The honest limitations: there's no free tier beyond a trial, you pay or you leave. Pricing rose in March 2026. For an individual who just wants a solid free manager, you're paying for polish Bitwarden gives away. Full 1Password extension review.
NordPass has a tidy, modern extension and good autofill. The catch is the free tier: you can use it on only one device at a time, so switching from laptop to phone logs you out of the other, which defeats the point of a synced manager. As a paid tool it's fine; as a free one it's deliberately hobbled. It's the product affiliate lists most often over-rank, judge it on the extension, not the commission.
Dashlane moved to a web-first, extension-centric experience and bundles extras like dark-web monitoring and (on some plans) a VPN. The extension is capable. But the free tier caps you at 25 passwords on a single device, which most people outgrow in a week, and it's among the pricier options paid. Worth it only if you'll use the bundled extras.
KeePassXC keeps your vault as a local encrypted file, nothing leaves your machine unless you sync it yourself. The browser piece is a connector extension that talks to the desktop app. It's open source and the choice for maximum control.
The honest limitations: it's the most hands-on option here. You manage your own backups and sync, there's no built-in mobile app (you'll need a third-party one), and setup is fiddlier than the cloud managers. Power and privacy in exchange for convenience.
It's built into Chrome, it generates and autofills passwords, and it warns you about breaches, all for free, with nothing to install. For a single-browser life it's genuinely enough.
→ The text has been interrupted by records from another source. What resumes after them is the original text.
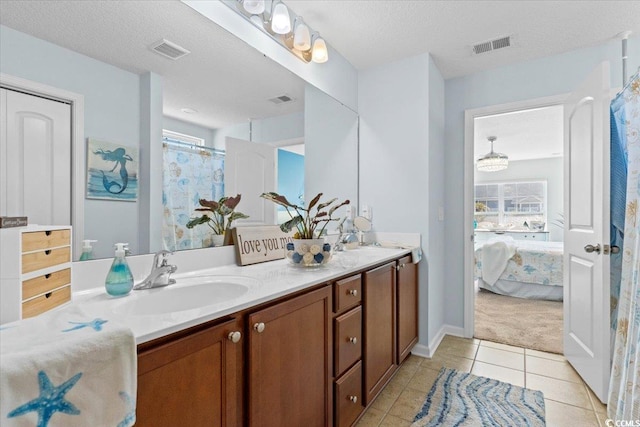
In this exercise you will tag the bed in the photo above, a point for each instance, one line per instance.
(520, 268)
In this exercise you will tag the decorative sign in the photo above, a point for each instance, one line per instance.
(260, 243)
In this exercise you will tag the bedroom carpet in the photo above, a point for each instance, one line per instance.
(534, 324)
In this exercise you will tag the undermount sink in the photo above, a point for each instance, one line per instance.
(186, 294)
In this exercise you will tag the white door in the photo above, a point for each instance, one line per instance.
(586, 212)
(35, 158)
(250, 170)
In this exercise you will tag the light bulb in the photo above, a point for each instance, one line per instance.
(319, 53)
(301, 36)
(280, 21)
(254, 7)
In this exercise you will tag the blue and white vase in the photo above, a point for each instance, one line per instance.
(308, 252)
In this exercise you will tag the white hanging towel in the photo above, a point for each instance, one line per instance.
(66, 368)
(495, 256)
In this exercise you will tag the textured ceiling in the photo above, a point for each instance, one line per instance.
(370, 33)
(222, 78)
(229, 82)
(522, 135)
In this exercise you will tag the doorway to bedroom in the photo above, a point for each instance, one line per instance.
(518, 227)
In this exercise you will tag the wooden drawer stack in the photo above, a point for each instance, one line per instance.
(347, 350)
(35, 265)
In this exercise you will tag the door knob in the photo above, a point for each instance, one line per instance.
(591, 248)
(235, 336)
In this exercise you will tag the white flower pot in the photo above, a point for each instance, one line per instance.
(308, 252)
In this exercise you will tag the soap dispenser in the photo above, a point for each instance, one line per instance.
(119, 281)
(87, 250)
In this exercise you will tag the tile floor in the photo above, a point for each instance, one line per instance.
(568, 401)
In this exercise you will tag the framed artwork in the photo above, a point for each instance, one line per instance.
(112, 171)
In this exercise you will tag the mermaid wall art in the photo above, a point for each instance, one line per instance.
(112, 171)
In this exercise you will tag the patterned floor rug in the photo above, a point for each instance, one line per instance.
(461, 399)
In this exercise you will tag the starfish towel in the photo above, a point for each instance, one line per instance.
(65, 368)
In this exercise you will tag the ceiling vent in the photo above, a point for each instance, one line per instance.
(169, 49)
(282, 99)
(491, 45)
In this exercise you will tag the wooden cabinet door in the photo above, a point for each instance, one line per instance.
(407, 294)
(379, 328)
(195, 380)
(290, 362)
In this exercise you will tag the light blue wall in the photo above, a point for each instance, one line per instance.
(290, 176)
(435, 239)
(401, 159)
(337, 77)
(175, 125)
(112, 113)
(279, 128)
(331, 149)
(553, 75)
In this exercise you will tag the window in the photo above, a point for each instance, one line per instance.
(511, 202)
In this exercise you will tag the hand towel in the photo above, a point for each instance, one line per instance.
(67, 368)
(495, 256)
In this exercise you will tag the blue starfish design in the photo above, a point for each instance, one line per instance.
(96, 324)
(130, 417)
(50, 401)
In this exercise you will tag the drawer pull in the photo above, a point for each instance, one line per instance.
(235, 336)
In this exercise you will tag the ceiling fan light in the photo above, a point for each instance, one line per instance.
(319, 53)
(254, 7)
(301, 36)
(280, 21)
(492, 161)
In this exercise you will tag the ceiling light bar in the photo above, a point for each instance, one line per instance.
(284, 26)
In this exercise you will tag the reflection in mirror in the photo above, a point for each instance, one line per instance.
(223, 90)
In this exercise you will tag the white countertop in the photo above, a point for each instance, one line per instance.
(266, 282)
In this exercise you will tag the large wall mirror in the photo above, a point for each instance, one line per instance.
(222, 89)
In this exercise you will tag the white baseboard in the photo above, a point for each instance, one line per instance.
(429, 350)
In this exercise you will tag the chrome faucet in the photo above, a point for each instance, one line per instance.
(160, 271)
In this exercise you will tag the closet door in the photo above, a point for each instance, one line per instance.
(35, 158)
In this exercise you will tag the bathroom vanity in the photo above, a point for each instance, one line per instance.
(315, 355)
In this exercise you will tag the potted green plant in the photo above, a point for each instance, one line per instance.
(219, 216)
(308, 248)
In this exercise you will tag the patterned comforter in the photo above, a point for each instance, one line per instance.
(533, 262)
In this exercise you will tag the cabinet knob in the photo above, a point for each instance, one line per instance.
(235, 336)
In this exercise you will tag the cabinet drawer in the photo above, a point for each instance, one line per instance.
(45, 239)
(45, 283)
(37, 260)
(347, 339)
(348, 401)
(347, 293)
(46, 302)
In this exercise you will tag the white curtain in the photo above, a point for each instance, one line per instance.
(624, 389)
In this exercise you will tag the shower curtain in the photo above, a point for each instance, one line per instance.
(624, 388)
(190, 173)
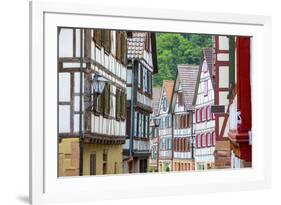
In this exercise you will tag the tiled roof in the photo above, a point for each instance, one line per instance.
(168, 85)
(156, 92)
(135, 45)
(188, 76)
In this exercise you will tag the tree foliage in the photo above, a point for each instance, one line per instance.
(173, 49)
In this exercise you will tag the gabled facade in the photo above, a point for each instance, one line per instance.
(182, 111)
(233, 127)
(204, 120)
(142, 65)
(223, 67)
(165, 127)
(91, 127)
(240, 113)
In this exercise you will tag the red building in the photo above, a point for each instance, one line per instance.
(232, 101)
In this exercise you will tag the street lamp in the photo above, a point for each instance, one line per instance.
(98, 84)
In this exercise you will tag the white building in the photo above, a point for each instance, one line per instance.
(165, 128)
(204, 124)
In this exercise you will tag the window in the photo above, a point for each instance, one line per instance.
(167, 122)
(102, 101)
(204, 66)
(106, 39)
(203, 140)
(144, 77)
(115, 168)
(140, 125)
(121, 47)
(180, 99)
(197, 116)
(213, 138)
(93, 164)
(208, 113)
(106, 97)
(104, 158)
(135, 124)
(97, 37)
(144, 125)
(198, 137)
(203, 114)
(139, 76)
(213, 116)
(118, 103)
(209, 136)
(205, 84)
(164, 104)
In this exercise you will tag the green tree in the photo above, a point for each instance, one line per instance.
(173, 49)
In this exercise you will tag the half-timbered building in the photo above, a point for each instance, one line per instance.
(204, 123)
(154, 131)
(142, 64)
(182, 113)
(223, 67)
(240, 122)
(92, 66)
(165, 127)
(233, 101)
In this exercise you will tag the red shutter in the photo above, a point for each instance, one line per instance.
(213, 116)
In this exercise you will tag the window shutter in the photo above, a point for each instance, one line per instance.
(213, 116)
(203, 141)
(205, 88)
(106, 38)
(207, 113)
(124, 104)
(124, 48)
(97, 36)
(118, 45)
(117, 103)
(213, 138)
(180, 99)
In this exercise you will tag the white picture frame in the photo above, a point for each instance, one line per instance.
(46, 187)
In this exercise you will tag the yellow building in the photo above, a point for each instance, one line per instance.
(69, 157)
(102, 159)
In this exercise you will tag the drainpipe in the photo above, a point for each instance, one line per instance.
(192, 136)
(172, 143)
(81, 137)
(132, 110)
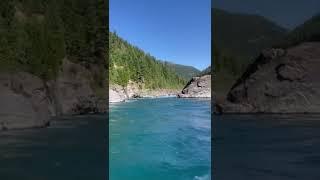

But it's tied to your Google account and Chrome, has weak cross-browser support, no real secure sharing, and stores little beyond logins. It's the floor every paid manager should clear; if a tool can't beat it for your needs, don't pay.
Because a password manager sees your logins as you type them, it's the one extension you most want to get right. Install only from the official Chrome Web Store listing of the real publisher, password managers are a favourite target for impersonator clones. If you're ever unsure about a manager (or any extension) before installing, run it through our free Extension Safety Checker, and our 7 red flags guide explains the dangerous permission pairings to watch for.
Bitwarden and 1Password have the widest reach, covering Chrome, Firefox, Safari and the Chromium browsers (Edge, Brave, Opera, Vivaldi) with first-party extensions. Proton Pass, NordPass and Dashlane cover Chrome, Firefox and the Chromium family but have thinner or no Safari support. Because Edge, Brave and the other Chromium browsers install Chrome extensions directly, anything in this list works there. KeePassXC works anywhere its connector extension is available but relies on its desktop app. Google Password Manager is the outlier, it's effectively Chrome-only.